Mais uma ressalva: tendo em vista a imprecisão da expressão “justa causa” e o seu errôneo tratamento dado pelo legislador da reforma do Código de Processo Penal, (art.395), consoante dissemos acima, passamos a cuidar da justa causa como categoria processual distinta, mantendo a seguinte afirmação: A QUARTA CONDIÇÃO PARA O REGULAR EXERCÍCIO DA AÇÃO PENAL CONDENATÓRIA É A EXISTÊNCIA DE UM SUPORTE PROBATÓRIO MÍNIMO DA IMPUTAÇÃO FEITA NA DENÚNCIA OU QUEIXA. Acreditamos que, com isso, ninguém discorde. A discordância poderá ficar para a extensão desta prova mínima. (Repito: sobre a justa causa, veja recente trabalho de nossa autoria, publicado em nossa Coluna do site Empório d Direito).

Passamos agora a enfrentar um outro tema relevante: a originalidade como condição para o regular exercício da ação civil, penal e trabalhista. Quando falamos em originalidade, estamos querendo dizer o mesmo direito de ação não pode ser exercido simultaneamente (litispendência), ou mesmo, sucessivamente (se houver coisa julgada material). Vale dizer, não litispendência e não violação à coisa julgada. A ação tem de ser original e não uma “cópia” de outra ainda pendente ou já constante de outro processo apreciado no mérito.

A doutrina vem asseverando que a litispendência e a coisa julgada são pressupostos processuais negativos de validade do segundo processo. Percebemos aqui novamente aquela confusão que mencionamos no início deste breve trabalho, confundindo validade processual com regularidade no exercício do direito de ação. A proibição de se reproduzir uma determinada ação tem a ver com a validade dos atos processuais praticados no segundo processo ou tem a ver com o abusivo duplo exercício do mesmo direito de ação?

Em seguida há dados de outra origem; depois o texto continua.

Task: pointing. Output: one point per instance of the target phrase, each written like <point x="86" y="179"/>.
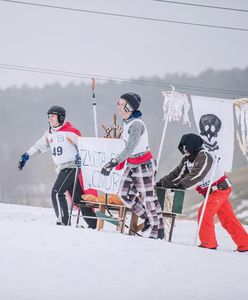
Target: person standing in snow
<point x="62" y="140"/>
<point x="136" y="188"/>
<point x="196" y="169"/>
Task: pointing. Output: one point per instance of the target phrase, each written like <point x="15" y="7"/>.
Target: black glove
<point x="159" y="184"/>
<point x="24" y="158"/>
<point x="78" y="160"/>
<point x="108" y="167"/>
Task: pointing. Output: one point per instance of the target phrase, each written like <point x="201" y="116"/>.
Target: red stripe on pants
<point x="218" y="203"/>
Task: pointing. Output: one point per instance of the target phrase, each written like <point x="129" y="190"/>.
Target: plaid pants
<point x="137" y="192"/>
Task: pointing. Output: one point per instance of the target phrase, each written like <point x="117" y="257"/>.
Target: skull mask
<point x="210" y="126"/>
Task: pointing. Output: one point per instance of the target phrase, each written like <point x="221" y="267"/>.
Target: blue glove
<point x="24" y="158"/>
<point x="78" y="161"/>
<point x="108" y="167"/>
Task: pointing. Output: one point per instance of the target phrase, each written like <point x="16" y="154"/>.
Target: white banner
<point x="95" y="153"/>
<point x="214" y="121"/>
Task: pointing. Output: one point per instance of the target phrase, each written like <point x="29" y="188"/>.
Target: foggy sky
<point x="118" y="47"/>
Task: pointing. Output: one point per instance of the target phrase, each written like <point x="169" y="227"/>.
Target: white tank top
<point x="143" y="144"/>
<point x="62" y="149"/>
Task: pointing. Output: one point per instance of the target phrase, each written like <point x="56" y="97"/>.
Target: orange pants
<point x="218" y="203"/>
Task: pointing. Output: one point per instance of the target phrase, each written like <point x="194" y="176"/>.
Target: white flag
<point x="214" y="121"/>
<point x="95" y="153"/>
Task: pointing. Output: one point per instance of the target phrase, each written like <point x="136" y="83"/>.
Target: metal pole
<point x="93" y="85"/>
<point x="165" y="126"/>
<point x="206" y="200"/>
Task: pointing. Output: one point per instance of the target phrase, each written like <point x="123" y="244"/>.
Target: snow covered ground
<point x="39" y="260"/>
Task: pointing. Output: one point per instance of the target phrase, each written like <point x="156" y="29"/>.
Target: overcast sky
<point x="118" y="47"/>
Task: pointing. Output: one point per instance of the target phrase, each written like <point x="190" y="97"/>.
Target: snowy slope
<point x="39" y="260"/>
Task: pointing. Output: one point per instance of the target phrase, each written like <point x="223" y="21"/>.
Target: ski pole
<point x="72" y="197"/>
<point x="93" y="85"/>
<point x="165" y="126"/>
<point x="206" y="200"/>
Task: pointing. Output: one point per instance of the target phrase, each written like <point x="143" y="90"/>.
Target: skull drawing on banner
<point x="210" y="126"/>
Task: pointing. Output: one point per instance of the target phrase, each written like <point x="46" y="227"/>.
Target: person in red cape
<point x="62" y="140"/>
<point x="136" y="188"/>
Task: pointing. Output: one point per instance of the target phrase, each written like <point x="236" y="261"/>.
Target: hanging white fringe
<point x="241" y="111"/>
<point x="179" y="107"/>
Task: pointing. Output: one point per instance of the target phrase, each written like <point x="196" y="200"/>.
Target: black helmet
<point x="133" y="101"/>
<point x="192" y="142"/>
<point x="59" y="111"/>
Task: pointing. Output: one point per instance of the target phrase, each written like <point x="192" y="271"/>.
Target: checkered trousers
<point x="137" y="193"/>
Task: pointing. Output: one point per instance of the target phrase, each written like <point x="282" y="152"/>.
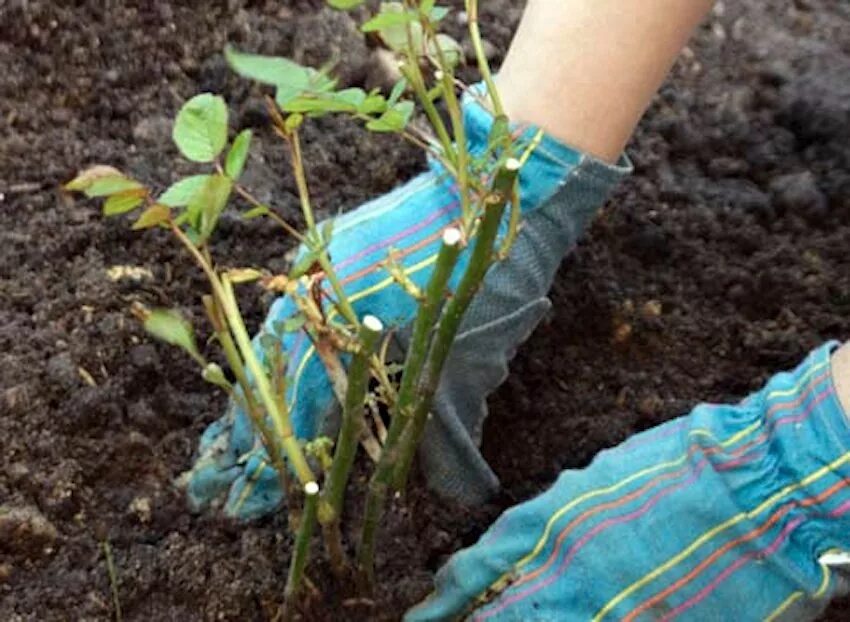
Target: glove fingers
<point x="477" y="365"/>
<point x="256" y="491"/>
<point x="216" y="466"/>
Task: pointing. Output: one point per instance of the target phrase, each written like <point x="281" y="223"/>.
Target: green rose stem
<point x="483" y="65"/>
<point x="246" y="398"/>
<point x="330" y="509"/>
<point x="313" y="236"/>
<point x="301" y="548"/>
<point x="435" y="293"/>
<point x="224" y="296"/>
<point x="480" y="261"/>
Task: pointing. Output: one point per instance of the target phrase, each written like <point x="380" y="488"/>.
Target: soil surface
<point x="723" y="259"/>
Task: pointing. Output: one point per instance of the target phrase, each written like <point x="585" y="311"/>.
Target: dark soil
<point x="722" y="260"/>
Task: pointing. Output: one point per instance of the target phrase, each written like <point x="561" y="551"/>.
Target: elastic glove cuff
<point x="550" y="162"/>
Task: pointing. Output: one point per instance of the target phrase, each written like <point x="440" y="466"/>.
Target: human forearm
<point x="585" y="70"/>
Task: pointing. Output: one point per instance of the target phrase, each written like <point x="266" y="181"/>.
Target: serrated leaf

Assim, quando o sistema normativo proíbe a litispendência e a violação à coisa julgada, ele está disciplinando, regulando, limitando o exercício do direito de ação. Nestas hipóteses, o autor está abusando do seu direito de ação ou, em outras palavras, ele está exercendo ilegitimamente o direito de ação, porque o faz repetidamente.

Por isso, o Código de Processo Civil não determina que o segundo processo seja anulado, mas sim que ele seja extinto sem apreciação de seu mérito. Correto o legislador. Se fosse o caso de anular o segundo processo, ele poderia ser instaurado novamente, sanada que fosse a nulidade ... Aliás, caberia aqui uma pergunta: que ato deste segundo processo deveria ser anulado? Que ato deste segundo processo foi praticado em desconformidade com a lei processual que o regula?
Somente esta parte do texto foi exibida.